Zhu once said he wanted to "live like an immortal", treating everything except food with a playful attitude.
Painting, including depicting nudity and sexuality, was like a game to him, says Chen.
Ma Jianpei, an old friend of the artist, says Zhu's left-handed paintings are as good as the pieces he did with his right hand because to paint without a technique is the "highest level of art".
Although Zhu was famous for nude portraits of women, none of the exhibits in the current display are related to the subject.

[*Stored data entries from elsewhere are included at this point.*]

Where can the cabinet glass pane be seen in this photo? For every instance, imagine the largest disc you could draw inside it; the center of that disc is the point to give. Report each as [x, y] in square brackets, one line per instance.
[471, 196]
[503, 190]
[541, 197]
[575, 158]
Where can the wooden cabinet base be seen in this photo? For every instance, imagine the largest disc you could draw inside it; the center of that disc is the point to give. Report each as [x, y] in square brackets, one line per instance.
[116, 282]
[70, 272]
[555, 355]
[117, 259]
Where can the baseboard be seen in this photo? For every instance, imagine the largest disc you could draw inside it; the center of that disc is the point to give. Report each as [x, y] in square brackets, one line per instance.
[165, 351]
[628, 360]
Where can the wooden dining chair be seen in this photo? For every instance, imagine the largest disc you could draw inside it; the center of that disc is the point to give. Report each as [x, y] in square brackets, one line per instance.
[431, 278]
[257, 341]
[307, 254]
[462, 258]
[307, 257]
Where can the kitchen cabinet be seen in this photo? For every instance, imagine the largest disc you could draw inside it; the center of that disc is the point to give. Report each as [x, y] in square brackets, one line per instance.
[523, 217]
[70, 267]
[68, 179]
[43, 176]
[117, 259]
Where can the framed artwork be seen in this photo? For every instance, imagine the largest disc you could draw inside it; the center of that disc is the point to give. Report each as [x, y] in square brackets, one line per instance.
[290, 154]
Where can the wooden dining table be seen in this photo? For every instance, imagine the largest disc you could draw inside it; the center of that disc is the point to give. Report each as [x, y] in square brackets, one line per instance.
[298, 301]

They instead focus on men in martial-arts costumes from ancient China and were drawn in Zhu's rough ink strokes.
Chen, also the show's curator, says the theme of the exhibition echoes the launch of The Works of Zhu Xinjian series.
The first volume is a picture book of nearly 300 of his paintings on performers of Chinese opera and other cultural figures, mostly in ancient costumes.
The series has six volumes in total, with each volume presenting a detailed catalog of Zhu's works, including portraits of women, flowers and birds, landscape and calligraphy, and oil paintings.
All books in the series will be published by Beijing-based Rongbaozhai publishing house.
"To hold a show of his left-handed paintings and to publish his works were among Zhu's last wishes," says Chen.
The compiling of Zhu's works owned by many private collectors in China was a big project.
It took seven art critics two years to select some 2,000 of his works from tens of thousands.